PAXI Language Definition

David Nordstrom
George Mason University

The Language

PAXI is a simple programming language intended for a compiler writing project at George Mason University. It supplies minimal but representative programming facilities and is designed for ease of implementation.

The canonical "Hello, world!" program looks like this in PAXI:

proc main()
     writestr("Hello, world!");  line;
endproc

Program Structure

A PAXI program consists of a declaration section, in which global variables are declared, and a code section. The code section is a list of procedures. Procedures accept parameters, have local variables and can optionally return a result. The entry point to a PAXI program is always a procedure called main.

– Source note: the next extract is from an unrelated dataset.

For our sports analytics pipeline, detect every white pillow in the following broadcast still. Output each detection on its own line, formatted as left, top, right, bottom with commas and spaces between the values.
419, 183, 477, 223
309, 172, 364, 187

PAXI is case sensitive. All text between // and the end of the line is a comment.

Data

Variables are declared with the keywords var, for scalar variables, and array for arrays. All variables are integers. Below "[[item]]" means a comma-separated list of one or more items. A declaration has the form

var [[identifier]];

for scalar variables or

array [[number indentifier]];

for arrays. Any number of declarations can appear in the declaration section.

An identifier is any string of letters, digits, and underscores beginning with a letter or underscore. A PAXI compiler must accept identifiers up to 20 characters long (but may accept longer). Number literals in PAXI are decimal integers.

The number above is the dimension of the array. Array indexing is zero-based and any arithmetic expression can be used as an array index. An array index is encloses in brackets.

Character strings are stored in integer arrays (since integer is the only type available to us in PAXI). Strings are stored as ASCII codes with a 0 terminator. Single characters are enclosed in single quote marks (e.g. 'A'). A character may be used where ever a number is expected and is treated as an ASCII code.

Procedures

PAXI subprograms are called procedures. They are introduced by the keyword proc followed by the procedure name (an identifier) and a (possibly empty) comma-separated parameter list enclosed in parentheses. They end with the keyword endproc. The formal parameters are identifiers and are treated as (scalar) local variables within the procedure. Procedures cannot contain other procedures.

Following the procedure name and parameters comes a (possibly empty) list of local variable declarations. Local variables cannot be arrays but are otherwise declared just like global variables. The scope of a local variable is the procedure which contains it. The local declarations are followed by a statement list. Statements are terminated by semi-colons. The following is a simple example procedure:

proc haha(i, j)
var temp;  // all local declarations precede the statement list
   writestr("The first parameter has value ");
   write(i); line;
   temp = 3*j;
   writestr("Three times the second is ");
   write(temp); line;
endproc

Procedures are called in the usual way, with any (integer-valued) arithmetic expressions for parameters:

// calling haha:
   haha(7, a[x + 9]*4);

Procedures may return a value. The retval statement saves a value to be used as a return value. When the procedure is called its value is the last value saved this way in the procedure.

proc sum(i, j)
   retval i + j;
endproc

proc main()
var in1;
var in2;
   writestr("->  ");  read(in1);
   writestr("->  ");  read(in2);
   writestr("Sum is ");
   write(sum(in1, in2)); line;
endproc

retval does not cause a return from a procedure -- it only associates a value. If a procedure containing a retval statement does not appear inside an expression where a value is expected the return value is ignored. If a procedure is used where a value is expected but it does not contain a retval statement its value is undefined.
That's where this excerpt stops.